Running a Spark SQL (v2.1.0_2.11) program in Java immediately fails with the following exception, as soon as the first action is called on a dataframe:
java.lang
The culprit is the library commons-compiler
. Here is the conflict:
To work around this, add the following to your pom.xml:
<dependencyManagement>
<dependencies>
<dependency>
<groupId>org.codehaus.janino</groupId>
<artifactId>commons-compiler</artifactId>
<version>2.7.8</version>
</dependency>
</dependencies>
</dependencyManagement>
I had the similar issues, when updated spark-2.2.1 to spark-2.3.0.
In my case, I had to fix commons-compiler and janino
Spark 2.3 solution:
<dependencyManagement>
<dependencies>
<!--Spark java.lang.NoClassDefFoundError: org/codehaus/janino/InternalCompilerException-->
<dependency>
<groupId>org.codehaus.janino</groupId>
<artifactId>commons-compiler</artifactId>
<version>3.0.8</version>
</dependency>
<dependency>
<groupId>org.codehaus.janino</groupId>
<artifactId>janino</artifactId>
<version>3.0.8</version>
</dependency>
</dependencies>
</dependencyManagement>
<dependencies>
<dependency>
<groupId>org.codehaus.janino</groupId>
<artifactId>commons-compiler</artifactId>
<version>3.0.8</version>
</dependency>
<dependency>
<groupId>org.codehaus.janino</groupId>
<artifactId>janino</artifactId>
<version>3.0.8</version>
</dependency>
</dependencies>
this error still arises with org.apache.spark:spark-sql_2.12:2.4.6, but the Janino version have to be used is 3.0.16 With Gradle:
implementation 'org.codehaus.janino:commons-compiler:3.0.16'
implementation 'org.codehaus.janino:janino:3.0.16'
My implementation requirement is Spring-boot + Scala + Spark(2.4.5)
For this issue, solution is to exclude artifactID 'janino' and 'commons-compiler' which comes with 'spark-sql_2.12' version 2.4.5.
The reason being the updated version 3.1.2 for both artifactID 'janino' and 'commons-compiler' which comes with 'spark-sql_2.12' version 2.4.5.

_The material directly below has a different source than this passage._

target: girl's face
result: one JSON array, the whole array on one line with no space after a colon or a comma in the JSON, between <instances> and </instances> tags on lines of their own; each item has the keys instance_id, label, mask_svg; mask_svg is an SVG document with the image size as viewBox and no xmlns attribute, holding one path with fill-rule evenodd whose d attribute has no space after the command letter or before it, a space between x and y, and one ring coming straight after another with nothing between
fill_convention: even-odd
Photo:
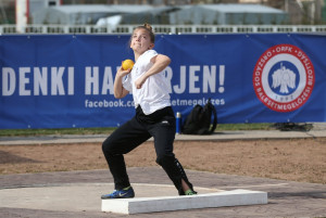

After excluding, add version 3.0.8 for both artifactID 'janino' and 'commons-compiler' as separate dependency.
<dependencies>
<dependency>
<groupId>org.apache.spark</groupId>
<artifactId>spark-sql_2.12</artifactId>
<version>2.4.5</version>
<exclusions>
<exclusion>
<artifactId>janino</artifactId>
<groupId>org.codehaus.janino</groupId>
</exclusion>
<exclusion>
<artifactId>commons-compiler</artifactId>
<groupId>org.codehaus.janino</groupId>
</exclusion>
</exclusions>
</dependency>
<dependency>
<artifactId>janino</artifactId>
<groupId>org.codehaus.janino</groupId>
<version>3.0.8</version>
</dependency>
<dependency>
<artifactId>commons-compiler</artifactId>
<groupId>org.codehaus.janino</groupId>
<version>3.0.8</version>
</dependency>
...............
...............
...............
...............
...............
</dependencies>
in our migration from CDH Parcel 2.2.0.cloudera1 to 2.3.0.cloudera4 we have simply overwritten the maven property :
<janino.version>3.0.8</janino.version>
In addition, we have defined the proper version of the hive dependency in the dependency management part:
<hive.version>1.1.0-cdh5.13.3</hive.version>
<dependency>
<groupId>org.apache.hive</groupId>
<artifactId>hive-jdbc</artifactId>
<version>${hive.version}</version>
<scope>runtime</scope>
<exclusions>
<exclusion>
<groupId>org.eclipse.jetty.aggregate</groupId>
<artifactId>*</artifactId>
</exclusion>
<exclusion>
<artifactId>slf4j-log4j12</artifactId>
<groupId>org.slf4j</groupId>
</exclusion>
<exclusion>
<artifactId>parquet-hadoop-bundle</artifactId>
<groupId>com.twitter</groupId>
</exclusion>
</exclusions>
</dependency>
The exclusions were necessary for the previous version, they might not be necessary anymore
If you are using the Spark 3.0.1
version, the latest at the days I'm writing this answer, you have to select version 3.0.16
for the two janino
dependencies for the @Maksym solution that works very well.